2. Understanding the technology required
Quantity and quality of data will underpin an AI’s system efficacy. Having a modern enterprise data platform with trusted and reusable data sets will significantly benefit generative AI’s learning. And in a time where ESG is in the spotlight, be aware if your enterprise has a sustainable technology foundation: one that provides the right technical infrastructure, architecture, operating model, and governance structure to meet high computing demands while keeping a close eye on sustainable energy consumption.
3. Enabling adoption at scale
Generative AI’s impact will be felt the most when deployed at every level and function. This can happen when business leaders reinvent the way work is done and lead the change in job redesign, task redesign, and employee reskilling.

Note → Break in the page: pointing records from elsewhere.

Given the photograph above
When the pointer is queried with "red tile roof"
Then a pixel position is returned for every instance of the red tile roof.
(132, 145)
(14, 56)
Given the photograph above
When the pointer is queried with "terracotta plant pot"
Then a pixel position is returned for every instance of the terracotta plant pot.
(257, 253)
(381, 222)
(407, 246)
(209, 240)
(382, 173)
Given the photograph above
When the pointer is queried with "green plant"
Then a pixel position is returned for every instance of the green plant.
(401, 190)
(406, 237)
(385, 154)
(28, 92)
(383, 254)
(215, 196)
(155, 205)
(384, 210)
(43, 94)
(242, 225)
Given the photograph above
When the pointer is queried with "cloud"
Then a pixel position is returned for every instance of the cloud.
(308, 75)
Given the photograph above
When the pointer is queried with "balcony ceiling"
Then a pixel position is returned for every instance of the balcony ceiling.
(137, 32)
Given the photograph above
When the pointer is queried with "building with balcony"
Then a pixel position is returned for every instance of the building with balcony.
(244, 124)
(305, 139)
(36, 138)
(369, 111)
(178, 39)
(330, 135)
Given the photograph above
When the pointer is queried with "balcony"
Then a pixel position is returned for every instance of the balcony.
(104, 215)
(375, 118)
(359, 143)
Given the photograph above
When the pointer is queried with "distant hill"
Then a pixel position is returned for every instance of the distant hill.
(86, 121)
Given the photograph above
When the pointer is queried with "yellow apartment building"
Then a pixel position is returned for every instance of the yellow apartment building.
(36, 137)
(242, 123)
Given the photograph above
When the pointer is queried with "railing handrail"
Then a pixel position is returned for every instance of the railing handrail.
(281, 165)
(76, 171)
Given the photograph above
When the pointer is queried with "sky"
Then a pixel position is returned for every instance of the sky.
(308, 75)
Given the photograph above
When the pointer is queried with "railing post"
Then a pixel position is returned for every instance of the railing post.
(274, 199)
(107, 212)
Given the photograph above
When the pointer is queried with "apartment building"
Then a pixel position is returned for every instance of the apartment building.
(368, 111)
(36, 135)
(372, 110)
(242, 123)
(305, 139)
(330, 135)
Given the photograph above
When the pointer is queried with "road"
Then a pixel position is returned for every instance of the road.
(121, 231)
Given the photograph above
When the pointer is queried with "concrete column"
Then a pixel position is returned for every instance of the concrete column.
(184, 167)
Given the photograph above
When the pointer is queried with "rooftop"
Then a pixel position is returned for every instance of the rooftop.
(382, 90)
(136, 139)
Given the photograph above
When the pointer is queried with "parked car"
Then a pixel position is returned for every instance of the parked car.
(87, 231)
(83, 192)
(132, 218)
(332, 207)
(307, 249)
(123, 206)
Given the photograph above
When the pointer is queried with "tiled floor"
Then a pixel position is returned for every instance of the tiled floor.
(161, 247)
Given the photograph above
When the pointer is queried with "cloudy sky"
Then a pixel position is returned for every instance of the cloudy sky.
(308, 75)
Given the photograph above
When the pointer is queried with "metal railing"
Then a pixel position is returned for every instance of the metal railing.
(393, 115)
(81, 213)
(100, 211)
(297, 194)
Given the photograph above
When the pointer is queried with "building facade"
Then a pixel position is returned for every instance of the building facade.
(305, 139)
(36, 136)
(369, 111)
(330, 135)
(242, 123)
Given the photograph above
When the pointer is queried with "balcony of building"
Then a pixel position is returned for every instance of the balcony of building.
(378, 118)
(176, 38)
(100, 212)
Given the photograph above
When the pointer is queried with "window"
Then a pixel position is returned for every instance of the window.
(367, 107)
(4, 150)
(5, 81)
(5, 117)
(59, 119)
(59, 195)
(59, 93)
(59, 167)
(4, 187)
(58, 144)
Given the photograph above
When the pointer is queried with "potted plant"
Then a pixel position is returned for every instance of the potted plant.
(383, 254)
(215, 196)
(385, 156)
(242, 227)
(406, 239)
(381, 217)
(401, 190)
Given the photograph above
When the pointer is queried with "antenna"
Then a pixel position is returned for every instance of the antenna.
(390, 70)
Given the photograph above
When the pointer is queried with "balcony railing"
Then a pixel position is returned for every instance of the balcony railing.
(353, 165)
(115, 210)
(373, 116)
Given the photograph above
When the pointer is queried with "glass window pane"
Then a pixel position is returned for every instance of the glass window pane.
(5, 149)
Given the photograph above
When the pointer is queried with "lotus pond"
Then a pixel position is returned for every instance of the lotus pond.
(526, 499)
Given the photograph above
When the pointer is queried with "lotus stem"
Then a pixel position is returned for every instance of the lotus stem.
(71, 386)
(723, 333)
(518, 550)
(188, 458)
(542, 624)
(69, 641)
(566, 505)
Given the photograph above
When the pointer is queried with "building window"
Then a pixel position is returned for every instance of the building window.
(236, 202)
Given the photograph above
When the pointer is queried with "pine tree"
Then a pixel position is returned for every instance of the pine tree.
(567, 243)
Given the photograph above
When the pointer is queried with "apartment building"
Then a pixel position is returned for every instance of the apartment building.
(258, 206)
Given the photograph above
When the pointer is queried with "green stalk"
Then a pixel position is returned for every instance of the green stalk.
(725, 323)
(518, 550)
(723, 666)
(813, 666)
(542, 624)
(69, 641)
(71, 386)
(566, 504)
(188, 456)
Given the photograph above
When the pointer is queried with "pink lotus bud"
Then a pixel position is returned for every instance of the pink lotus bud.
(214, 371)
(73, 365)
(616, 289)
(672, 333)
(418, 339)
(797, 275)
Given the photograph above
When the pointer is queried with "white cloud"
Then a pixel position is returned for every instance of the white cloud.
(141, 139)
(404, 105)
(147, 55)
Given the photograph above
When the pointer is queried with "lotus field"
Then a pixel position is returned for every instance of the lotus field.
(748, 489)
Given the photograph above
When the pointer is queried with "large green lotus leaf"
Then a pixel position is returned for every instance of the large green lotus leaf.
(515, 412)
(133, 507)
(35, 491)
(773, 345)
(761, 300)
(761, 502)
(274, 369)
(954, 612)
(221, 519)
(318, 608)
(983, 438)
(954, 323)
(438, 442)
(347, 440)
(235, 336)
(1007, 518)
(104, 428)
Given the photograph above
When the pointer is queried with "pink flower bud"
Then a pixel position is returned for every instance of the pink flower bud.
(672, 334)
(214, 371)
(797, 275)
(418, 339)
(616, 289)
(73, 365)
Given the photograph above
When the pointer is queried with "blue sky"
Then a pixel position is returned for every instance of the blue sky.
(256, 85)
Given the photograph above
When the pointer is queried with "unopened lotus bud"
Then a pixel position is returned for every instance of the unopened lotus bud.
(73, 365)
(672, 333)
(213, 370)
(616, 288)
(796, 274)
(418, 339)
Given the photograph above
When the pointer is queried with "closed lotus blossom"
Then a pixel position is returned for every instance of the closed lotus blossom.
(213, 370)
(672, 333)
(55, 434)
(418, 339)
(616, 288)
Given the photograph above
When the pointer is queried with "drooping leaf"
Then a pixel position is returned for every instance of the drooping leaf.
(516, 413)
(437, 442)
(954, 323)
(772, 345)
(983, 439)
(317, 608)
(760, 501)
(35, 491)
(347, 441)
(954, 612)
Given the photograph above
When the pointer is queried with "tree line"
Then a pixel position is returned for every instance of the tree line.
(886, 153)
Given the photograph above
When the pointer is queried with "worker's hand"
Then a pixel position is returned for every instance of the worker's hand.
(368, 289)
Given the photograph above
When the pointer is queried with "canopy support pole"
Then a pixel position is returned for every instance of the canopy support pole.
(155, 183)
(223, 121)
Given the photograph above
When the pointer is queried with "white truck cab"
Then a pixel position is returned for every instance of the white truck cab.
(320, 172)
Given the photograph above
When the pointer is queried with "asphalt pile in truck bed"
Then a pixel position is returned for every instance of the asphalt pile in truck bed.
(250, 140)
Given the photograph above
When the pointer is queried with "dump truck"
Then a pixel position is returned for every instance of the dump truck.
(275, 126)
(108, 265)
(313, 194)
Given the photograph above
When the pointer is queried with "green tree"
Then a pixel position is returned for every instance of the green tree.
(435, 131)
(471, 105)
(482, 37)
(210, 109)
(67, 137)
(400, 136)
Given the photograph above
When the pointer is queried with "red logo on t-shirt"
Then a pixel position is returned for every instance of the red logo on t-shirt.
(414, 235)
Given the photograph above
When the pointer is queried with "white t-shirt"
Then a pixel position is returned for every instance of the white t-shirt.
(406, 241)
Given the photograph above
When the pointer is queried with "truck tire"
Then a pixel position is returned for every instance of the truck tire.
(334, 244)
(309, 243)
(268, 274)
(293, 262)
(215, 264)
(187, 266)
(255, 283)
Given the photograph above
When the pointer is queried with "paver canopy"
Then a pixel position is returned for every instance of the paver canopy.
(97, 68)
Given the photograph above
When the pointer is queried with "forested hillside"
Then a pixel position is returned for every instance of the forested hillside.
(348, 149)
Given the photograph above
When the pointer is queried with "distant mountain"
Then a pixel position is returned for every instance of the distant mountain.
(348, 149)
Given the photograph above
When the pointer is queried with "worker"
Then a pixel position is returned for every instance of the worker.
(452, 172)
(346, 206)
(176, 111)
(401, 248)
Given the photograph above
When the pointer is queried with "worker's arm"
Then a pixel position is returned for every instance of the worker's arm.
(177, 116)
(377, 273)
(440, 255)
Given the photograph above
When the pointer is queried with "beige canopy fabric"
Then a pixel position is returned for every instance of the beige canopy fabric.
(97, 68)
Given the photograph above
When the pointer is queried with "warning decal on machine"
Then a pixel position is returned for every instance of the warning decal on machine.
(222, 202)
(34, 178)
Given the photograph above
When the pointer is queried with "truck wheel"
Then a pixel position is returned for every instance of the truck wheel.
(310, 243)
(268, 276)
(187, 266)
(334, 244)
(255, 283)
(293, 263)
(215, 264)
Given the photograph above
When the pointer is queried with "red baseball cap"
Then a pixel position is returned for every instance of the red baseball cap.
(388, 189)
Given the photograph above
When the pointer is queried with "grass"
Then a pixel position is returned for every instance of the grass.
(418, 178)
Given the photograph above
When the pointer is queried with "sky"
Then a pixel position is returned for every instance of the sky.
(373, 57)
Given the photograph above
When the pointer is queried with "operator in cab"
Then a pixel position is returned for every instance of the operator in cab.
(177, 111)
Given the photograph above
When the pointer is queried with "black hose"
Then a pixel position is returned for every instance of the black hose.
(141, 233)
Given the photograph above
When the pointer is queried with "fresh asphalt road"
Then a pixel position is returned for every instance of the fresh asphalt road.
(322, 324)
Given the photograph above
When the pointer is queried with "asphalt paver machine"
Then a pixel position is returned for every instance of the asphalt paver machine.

Since success with generative AI requires equal attention to people, training, and technology, investment in talent is needed to empower people on creating AI and using AI. Only then can they introduce a new dimension of human and AI collaboration and define new performance frontiers.
The advent of AI has the potential to transform work as we know it. Every job will be impacted, with most being transformed and many new ones being created. We’re right now at AI’s new inflection point, and like it or not, it will fundamentally transform everything, from science to business. It’s your choice to define the top quartile for your industry or simply be in it.